Normally I don’t comment on macro
issues – you will never find my blogs on politics or gossip or celebrities or
movies or sports. I strictly keep it personal to the experience I face in my
days. I realized this intuitively even as I began writing these blogs in 2006
that an individual experiencing the flow of life makes for endless
possibilities for engaging tales. But this is about two cities, I am no
historian or a sociologist to make a study with statistical tools but let me talk
about my experience. Both these cities have such contrasting personalities.
Chennai
is 100% unadulterated pure hell. It is the most negative city in the planet. If
I have to describe this city in three words, they would be SELF-RIGHTEOUS,
SELF-CENTERED and hence SELF-DEFEATING. It unfortunately borrows its character from a typical tambrahm who is an intellectual animal but
toxic-ally selfish. Chennaiites cannot see beyond their nose for a tunnel vision of “me,
myself and my family”. The rest of the universe is of no consequence as long as I earn enough to pay my bills, my wife cooks decent food in the kitchen and
lights up my nights and children score enough marks to scrap through in the
annual exams. Why do I feel so negatively for a city that has been
home to me for three decades? The city does not
involve me in its run despite my genius writing skills and fairly decent person
(no one will ever accuse me of selfishness or self-aggrandizements). Not one person has realized my pain of being
abandoned during festivals for three decades despite living in the most elite
part of town. .
Mumbai
is a contrast. I went for a stock trading class for a week in June, 2019 with a
bias that this is the most mechanical and heartless city for human relations. I
couldn’t have been more wrong. Instead I found the city with a work culture
that is staggering – each one is perpetually on the move for his work. This is
one city where the poor don’t bemoan their fate, they sell hand kerchief and
socks on the pavements with a zest and confidence that is unbelievable. One
feels this fast pace of life in the air, something or the other is cooking in this place
and mostly for the good. Behind the veneer of mechanical efficiency, people care
– you go to a restaurant couple of times and the waiters begin to smile at you.
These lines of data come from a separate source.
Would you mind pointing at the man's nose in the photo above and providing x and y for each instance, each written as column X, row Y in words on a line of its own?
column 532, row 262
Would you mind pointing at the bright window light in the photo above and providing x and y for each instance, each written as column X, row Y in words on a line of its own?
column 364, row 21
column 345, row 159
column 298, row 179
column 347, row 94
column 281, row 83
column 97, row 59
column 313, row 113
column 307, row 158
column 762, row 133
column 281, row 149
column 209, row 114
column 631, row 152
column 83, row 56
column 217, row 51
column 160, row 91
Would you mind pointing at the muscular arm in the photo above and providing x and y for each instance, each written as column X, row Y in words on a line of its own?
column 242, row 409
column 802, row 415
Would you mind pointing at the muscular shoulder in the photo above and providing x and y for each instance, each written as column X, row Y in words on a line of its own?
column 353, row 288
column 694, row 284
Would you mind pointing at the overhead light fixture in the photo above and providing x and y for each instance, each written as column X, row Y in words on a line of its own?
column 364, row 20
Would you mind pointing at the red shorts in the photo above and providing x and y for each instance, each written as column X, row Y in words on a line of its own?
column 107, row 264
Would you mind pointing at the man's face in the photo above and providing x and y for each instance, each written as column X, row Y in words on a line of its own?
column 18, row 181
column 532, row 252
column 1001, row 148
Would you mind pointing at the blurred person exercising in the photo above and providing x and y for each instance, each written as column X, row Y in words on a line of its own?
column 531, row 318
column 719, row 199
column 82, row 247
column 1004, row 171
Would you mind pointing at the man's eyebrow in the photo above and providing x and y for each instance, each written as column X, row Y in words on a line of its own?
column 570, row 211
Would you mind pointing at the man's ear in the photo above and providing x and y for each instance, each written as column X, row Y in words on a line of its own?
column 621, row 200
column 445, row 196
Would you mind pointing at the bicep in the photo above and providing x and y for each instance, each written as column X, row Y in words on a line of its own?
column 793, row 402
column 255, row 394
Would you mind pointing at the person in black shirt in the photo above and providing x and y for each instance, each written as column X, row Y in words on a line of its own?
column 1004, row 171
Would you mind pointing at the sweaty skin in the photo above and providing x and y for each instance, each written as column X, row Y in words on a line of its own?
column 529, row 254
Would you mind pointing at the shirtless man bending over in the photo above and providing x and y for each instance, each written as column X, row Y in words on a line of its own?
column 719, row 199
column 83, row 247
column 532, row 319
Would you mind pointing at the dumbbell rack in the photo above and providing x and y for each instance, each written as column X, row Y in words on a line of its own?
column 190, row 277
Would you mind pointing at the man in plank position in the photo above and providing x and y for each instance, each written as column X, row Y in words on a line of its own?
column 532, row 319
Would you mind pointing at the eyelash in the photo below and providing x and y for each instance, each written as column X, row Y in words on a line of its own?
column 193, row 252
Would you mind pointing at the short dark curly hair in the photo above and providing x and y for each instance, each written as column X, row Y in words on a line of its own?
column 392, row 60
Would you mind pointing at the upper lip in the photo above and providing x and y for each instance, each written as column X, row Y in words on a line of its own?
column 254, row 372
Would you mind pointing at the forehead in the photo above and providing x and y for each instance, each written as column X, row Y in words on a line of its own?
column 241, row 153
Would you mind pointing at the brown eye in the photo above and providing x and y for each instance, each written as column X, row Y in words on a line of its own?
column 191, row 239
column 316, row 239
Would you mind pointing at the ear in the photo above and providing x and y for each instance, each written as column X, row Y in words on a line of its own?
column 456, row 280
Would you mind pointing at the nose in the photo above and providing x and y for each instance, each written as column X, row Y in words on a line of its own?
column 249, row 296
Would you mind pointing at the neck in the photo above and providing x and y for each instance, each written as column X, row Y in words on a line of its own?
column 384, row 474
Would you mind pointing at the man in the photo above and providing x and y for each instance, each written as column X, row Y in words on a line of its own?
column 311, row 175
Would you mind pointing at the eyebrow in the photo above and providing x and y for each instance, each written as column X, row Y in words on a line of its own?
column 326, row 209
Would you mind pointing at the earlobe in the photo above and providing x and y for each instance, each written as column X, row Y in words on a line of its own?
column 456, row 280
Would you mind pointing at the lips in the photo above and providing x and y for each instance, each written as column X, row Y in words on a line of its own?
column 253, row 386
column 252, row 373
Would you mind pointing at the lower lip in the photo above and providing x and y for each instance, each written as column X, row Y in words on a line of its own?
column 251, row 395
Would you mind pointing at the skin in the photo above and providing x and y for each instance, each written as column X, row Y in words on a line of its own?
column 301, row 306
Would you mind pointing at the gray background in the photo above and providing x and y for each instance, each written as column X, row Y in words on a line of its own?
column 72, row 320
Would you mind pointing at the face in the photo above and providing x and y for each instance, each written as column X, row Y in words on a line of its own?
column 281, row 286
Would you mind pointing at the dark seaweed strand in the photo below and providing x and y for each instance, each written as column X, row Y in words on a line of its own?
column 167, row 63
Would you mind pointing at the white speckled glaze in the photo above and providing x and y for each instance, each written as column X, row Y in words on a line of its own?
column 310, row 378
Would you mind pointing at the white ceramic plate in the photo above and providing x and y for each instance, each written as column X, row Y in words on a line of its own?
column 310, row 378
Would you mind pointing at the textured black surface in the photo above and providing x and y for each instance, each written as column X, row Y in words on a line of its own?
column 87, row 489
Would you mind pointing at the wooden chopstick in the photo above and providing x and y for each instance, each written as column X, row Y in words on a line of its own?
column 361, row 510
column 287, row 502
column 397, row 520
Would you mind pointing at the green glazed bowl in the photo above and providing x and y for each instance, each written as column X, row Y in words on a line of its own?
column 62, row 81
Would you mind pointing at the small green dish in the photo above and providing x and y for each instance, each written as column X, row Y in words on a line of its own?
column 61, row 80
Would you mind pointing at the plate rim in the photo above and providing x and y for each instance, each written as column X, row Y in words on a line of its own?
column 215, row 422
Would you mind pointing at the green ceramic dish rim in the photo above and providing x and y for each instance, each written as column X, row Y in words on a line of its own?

The best of Mumbai is “it’s the only city that recognizes some special quality”
in me. In my Futures class in August 2019, I had couple of classmates saying, “Sathya,
you are just 50. Move into the city and the city will find something suitable
for your talents.”
Even
in stock market trading I find classmates from Mumbai willing to share their knowledge
willingly unlike a Chennaiite who will hold it back. Chennai looks at both
friends and strangers with a suspicious streak as though they are eyeing to grab their ugly obese wives draped in sarees or stab them in the back at work. We
have zilch co-operation, this is one city where your neighbor would say, “I saw
your house being robbed. But I did not raise a cry for my husband was sleeping
and I did not wish to disturb him.” We are that foolish as to score self-goals
with righteous indignation.
If
I have a measure of stock trading success in 2020, I will be the owner of a
villa in a distant Kumbakonam, 325 km from this shithole. My sole demand in life is a meager - please get me admitted to critical care in a hospital when I have a cardiac
arrest, cremate my body when the white sheets are drawn and disperse my assets
to the list of charities. Such a small gesture is beyond anyone in Chennai.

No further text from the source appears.